Zweibrücken, 29. Mai. Gestern gingen abends einige Chevauxlegers* der hiesigen Garnison in der an den Exerzierplatz grenzenden Allee spazieren; verfolgt von einem Haufen Jungen, die ihnen Spottlieder nachsangen und Schimpfreden gegen sie ausstießen, verließ endlich die Soldaten die Geduld; sie wendeten sich um und versetzten einigen dieser mutwilligen Knaben Ohrfeigen; ein Handelskommis, der sich unberufen in die Sache mischte, erhielt ebenfalls Schläge. Dieser Vorfall gab Veranlassung zu einem Volksauflaufe. Ungefähr 1500 Menschen versammelten sich gegen 9 Uhr vor der Kaserne und drohten sie zu stürmen. Es blieb jedoch beim Drohen [...]

Die Oggersheimer setzten in der Nacht vom 29.sten zum 30. Mai einen Freiheitsbaum auf den Marktplatz, mit der Drohung, ihn unbeschädigt zu lassen [...] Außer einer Abendversammlung von jungen Leuten mit grünen Zweigen auf dem Marktplatze, welche Freiheitslieder ablärmten und der Freiheit Lebehoch brachten, geschah nichts weiteres. Wir glauben, diese Menschen gaben ihren ganzen Enthusiasmus für eine gute Mahlzeit. Aber der Hunger lässt sie täglich frecher werden.
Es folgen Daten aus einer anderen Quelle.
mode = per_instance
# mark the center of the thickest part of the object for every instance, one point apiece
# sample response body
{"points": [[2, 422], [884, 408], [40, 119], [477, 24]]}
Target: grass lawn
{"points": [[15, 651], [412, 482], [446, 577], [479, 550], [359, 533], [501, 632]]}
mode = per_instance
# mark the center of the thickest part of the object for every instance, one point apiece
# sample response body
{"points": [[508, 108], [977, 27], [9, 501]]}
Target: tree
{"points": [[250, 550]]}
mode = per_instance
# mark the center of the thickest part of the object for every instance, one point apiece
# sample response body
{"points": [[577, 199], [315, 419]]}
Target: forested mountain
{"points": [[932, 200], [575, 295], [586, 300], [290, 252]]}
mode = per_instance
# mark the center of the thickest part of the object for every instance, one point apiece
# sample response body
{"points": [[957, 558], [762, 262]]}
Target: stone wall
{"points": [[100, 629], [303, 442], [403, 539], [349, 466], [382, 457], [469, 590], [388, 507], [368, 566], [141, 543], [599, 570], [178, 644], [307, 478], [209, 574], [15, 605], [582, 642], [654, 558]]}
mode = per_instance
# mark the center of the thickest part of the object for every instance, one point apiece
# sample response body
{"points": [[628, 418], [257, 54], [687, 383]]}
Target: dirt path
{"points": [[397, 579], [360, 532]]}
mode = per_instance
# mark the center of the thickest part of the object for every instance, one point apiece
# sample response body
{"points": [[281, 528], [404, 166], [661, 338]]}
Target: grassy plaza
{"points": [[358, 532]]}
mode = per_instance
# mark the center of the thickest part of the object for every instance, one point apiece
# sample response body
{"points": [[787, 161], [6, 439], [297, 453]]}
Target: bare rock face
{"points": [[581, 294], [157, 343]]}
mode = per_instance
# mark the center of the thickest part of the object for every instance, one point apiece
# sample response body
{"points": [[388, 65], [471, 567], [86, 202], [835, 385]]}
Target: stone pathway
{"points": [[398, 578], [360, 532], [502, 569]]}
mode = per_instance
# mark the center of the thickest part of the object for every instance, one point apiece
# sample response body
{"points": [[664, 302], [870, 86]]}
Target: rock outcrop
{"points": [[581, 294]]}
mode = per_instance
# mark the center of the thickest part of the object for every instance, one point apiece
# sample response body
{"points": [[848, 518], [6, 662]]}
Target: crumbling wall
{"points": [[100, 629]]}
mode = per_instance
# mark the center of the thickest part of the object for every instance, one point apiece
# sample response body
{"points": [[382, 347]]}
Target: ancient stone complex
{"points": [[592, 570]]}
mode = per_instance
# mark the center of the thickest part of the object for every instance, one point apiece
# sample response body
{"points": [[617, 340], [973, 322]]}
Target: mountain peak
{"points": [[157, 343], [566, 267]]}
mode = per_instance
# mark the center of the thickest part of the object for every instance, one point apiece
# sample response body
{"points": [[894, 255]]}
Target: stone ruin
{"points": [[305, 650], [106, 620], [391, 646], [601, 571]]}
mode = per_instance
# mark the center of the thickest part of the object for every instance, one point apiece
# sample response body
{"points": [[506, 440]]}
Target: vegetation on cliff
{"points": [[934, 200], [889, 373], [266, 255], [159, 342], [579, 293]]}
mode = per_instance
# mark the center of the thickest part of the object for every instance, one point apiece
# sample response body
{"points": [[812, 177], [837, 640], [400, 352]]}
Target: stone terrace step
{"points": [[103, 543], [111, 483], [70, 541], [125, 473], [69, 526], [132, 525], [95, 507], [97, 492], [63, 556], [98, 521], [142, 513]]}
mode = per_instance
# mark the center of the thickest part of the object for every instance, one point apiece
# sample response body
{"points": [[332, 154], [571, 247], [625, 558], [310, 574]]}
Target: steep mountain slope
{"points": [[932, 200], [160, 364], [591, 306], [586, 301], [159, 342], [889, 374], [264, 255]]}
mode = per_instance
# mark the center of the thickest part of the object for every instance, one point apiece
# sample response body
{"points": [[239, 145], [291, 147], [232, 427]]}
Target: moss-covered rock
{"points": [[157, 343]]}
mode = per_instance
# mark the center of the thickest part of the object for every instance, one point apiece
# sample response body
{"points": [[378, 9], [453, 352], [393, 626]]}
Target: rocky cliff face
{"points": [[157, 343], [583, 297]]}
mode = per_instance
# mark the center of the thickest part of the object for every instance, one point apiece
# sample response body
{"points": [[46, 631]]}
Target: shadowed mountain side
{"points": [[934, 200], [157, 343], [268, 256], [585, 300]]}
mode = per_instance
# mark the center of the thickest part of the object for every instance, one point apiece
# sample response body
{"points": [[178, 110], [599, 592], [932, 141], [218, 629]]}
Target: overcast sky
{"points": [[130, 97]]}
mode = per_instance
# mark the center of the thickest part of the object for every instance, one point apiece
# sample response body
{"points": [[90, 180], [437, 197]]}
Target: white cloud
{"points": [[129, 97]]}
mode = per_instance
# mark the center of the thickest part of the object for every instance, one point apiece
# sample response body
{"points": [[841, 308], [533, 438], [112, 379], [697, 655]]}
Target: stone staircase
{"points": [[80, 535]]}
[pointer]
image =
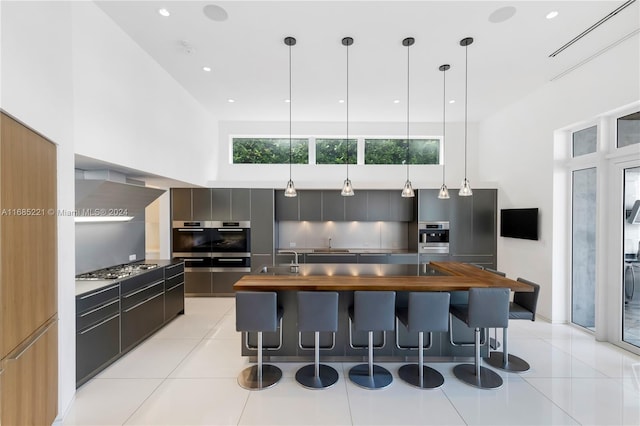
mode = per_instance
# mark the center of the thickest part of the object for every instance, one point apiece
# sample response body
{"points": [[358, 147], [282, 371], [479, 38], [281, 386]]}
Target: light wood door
{"points": [[28, 289], [30, 380]]}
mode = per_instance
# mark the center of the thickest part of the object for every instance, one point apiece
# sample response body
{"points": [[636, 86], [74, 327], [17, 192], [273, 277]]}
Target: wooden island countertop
{"points": [[435, 276]]}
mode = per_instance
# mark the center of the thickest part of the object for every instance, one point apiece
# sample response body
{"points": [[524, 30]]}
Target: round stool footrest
{"points": [[514, 364], [381, 378], [431, 378], [248, 377], [487, 380], [327, 376]]}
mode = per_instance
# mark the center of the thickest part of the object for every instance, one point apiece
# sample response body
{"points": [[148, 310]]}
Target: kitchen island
{"points": [[454, 277]]}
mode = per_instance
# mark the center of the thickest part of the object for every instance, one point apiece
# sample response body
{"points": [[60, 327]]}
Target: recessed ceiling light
{"points": [[215, 13]]}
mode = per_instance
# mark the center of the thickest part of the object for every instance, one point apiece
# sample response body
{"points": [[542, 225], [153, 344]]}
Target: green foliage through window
{"points": [[270, 151], [334, 151], [394, 151]]}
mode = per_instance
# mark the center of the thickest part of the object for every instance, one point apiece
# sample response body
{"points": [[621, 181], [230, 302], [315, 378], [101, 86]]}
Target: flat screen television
{"points": [[519, 223]]}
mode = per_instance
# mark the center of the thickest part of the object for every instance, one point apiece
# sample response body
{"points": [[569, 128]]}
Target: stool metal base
{"points": [[248, 378], [514, 364], [381, 378], [487, 380], [327, 376], [431, 378]]}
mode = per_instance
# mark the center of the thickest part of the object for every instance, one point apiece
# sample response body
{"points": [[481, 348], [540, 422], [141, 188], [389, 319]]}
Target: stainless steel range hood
{"points": [[113, 192]]}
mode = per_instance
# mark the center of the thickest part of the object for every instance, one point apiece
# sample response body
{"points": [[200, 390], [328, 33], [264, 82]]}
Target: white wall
{"points": [[37, 89], [516, 149], [131, 112], [332, 176]]}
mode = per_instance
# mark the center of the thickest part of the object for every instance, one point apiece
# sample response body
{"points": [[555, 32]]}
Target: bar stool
{"points": [[317, 311], [371, 311], [427, 312], [523, 307], [257, 311], [488, 307]]}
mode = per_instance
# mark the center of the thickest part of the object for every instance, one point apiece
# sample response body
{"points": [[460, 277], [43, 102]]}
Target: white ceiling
{"points": [[249, 59]]}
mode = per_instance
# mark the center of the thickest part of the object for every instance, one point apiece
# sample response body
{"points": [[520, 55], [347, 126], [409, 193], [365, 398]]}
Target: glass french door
{"points": [[631, 261]]}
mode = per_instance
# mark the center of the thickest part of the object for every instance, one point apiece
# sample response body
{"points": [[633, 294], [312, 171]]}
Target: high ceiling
{"points": [[249, 60]]}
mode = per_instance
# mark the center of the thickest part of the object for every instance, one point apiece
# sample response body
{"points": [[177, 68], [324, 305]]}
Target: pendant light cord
{"points": [[290, 101], [347, 111], [466, 84], [444, 118], [407, 156]]}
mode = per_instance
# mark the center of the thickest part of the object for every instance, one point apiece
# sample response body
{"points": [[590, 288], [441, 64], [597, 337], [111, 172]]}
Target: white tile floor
{"points": [[186, 375]]}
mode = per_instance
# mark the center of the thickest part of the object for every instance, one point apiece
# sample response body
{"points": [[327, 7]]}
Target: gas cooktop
{"points": [[116, 272]]}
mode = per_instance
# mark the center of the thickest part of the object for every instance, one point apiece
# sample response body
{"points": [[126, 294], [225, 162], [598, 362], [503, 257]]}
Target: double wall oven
{"points": [[213, 246]]}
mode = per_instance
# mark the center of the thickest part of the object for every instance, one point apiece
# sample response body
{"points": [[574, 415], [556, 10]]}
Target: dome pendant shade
{"points": [[465, 189], [347, 189], [407, 191], [444, 192], [290, 190]]}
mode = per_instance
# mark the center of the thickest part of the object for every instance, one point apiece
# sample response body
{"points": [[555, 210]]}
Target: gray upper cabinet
{"points": [[310, 203], [241, 204], [401, 209], [201, 202], [332, 205], [181, 204], [355, 208], [378, 207], [220, 204], [262, 230], [286, 207]]}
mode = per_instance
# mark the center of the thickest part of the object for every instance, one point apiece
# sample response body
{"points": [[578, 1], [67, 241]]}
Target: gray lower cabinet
{"points": [[97, 331], [373, 258], [198, 283], [142, 304], [330, 258]]}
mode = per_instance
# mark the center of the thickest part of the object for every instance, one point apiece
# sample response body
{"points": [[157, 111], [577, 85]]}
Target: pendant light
{"points": [[347, 188], [290, 190], [407, 190], [444, 191], [465, 189]]}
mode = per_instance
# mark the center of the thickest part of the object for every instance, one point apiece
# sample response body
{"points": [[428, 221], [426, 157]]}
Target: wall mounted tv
{"points": [[519, 223]]}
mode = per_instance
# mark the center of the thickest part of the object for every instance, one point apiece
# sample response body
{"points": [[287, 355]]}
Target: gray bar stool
{"points": [[257, 311], [427, 312], [371, 311], [523, 307], [317, 311], [488, 307]]}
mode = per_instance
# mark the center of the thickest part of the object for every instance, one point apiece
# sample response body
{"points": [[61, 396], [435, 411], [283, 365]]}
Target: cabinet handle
{"points": [[142, 303], [98, 308], [143, 289], [98, 292], [175, 286], [33, 341], [99, 324]]}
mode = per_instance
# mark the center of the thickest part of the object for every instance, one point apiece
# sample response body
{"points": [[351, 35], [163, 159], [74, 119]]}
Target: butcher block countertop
{"points": [[435, 276]]}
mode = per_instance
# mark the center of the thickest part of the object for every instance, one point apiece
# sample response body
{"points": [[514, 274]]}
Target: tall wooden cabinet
{"points": [[28, 283]]}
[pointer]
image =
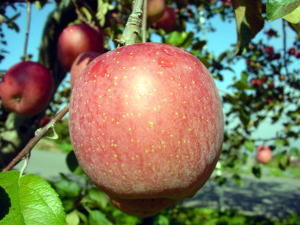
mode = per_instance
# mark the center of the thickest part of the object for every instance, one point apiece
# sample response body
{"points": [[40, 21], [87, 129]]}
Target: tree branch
{"points": [[133, 25], [39, 134], [28, 19]]}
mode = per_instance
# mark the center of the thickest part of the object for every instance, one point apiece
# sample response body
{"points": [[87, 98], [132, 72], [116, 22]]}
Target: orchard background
{"points": [[255, 67]]}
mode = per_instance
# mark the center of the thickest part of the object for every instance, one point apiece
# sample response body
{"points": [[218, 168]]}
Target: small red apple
{"points": [[263, 154], [26, 88], [155, 10], [80, 63], [146, 124], [168, 21], [76, 39], [269, 50]]}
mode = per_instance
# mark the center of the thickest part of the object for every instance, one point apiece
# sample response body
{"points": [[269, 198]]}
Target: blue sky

2. Karlsruher Zeitung vom 8. Juni 1832

Mehrere Gemeinden zahlen keine Steuern mehr, und mehrere Steuerboten wurden zu Krüppeln geschlagen. Ein Feldschütz, der arme Leute auf einem ihnen nicht gehörigen Acker Klee abmähen sah, wies sie zurecht mit den Worten: »Wisst ihr nicht, dass der Acker dem und dem gehört?« sie aber antworteten: »Wer sagt das, dass er dem gehört? Der wird ihn doch nicht für sich allein haben wollen? Freiheit und Gleichheit, und wer's nicht glaubt, geh' aufs Hambacher Schloss!« - Wo solche Saaten aufgehen, dürften wohl die Sämänner einen Moment stille stehen und die Zukunft fragen, ehe sie weiter säen. Noch stehen überall die Freiheitsbäume, und wenn nur die auf dem Feste gehaltenen Reden gedruckt unters Volk kommen, wo immer Missionäre sie nach der herrschenden Stimmung interpretieren, so kann man sich leicht denken, dass dies die Aufregung nicht dämpft.
Beleidigungen von Beamten sind an der Tagesordnung.
 

Chevauxlegers:  leichte Reiterei
 

 
    
   Arbeitsanregungen:
  1. Fassen Sie zusammen: Von welchen Ereignissen berichten die Zeitungen?

  2. Worauf führen die Verfasser die Geschehnisse zurück? Wie beurteilen sie die Akteure?

  3. Arbeiten Sie heraus, welche Position die Zeitungen zu den dargestellten Ereignissen einnehmen.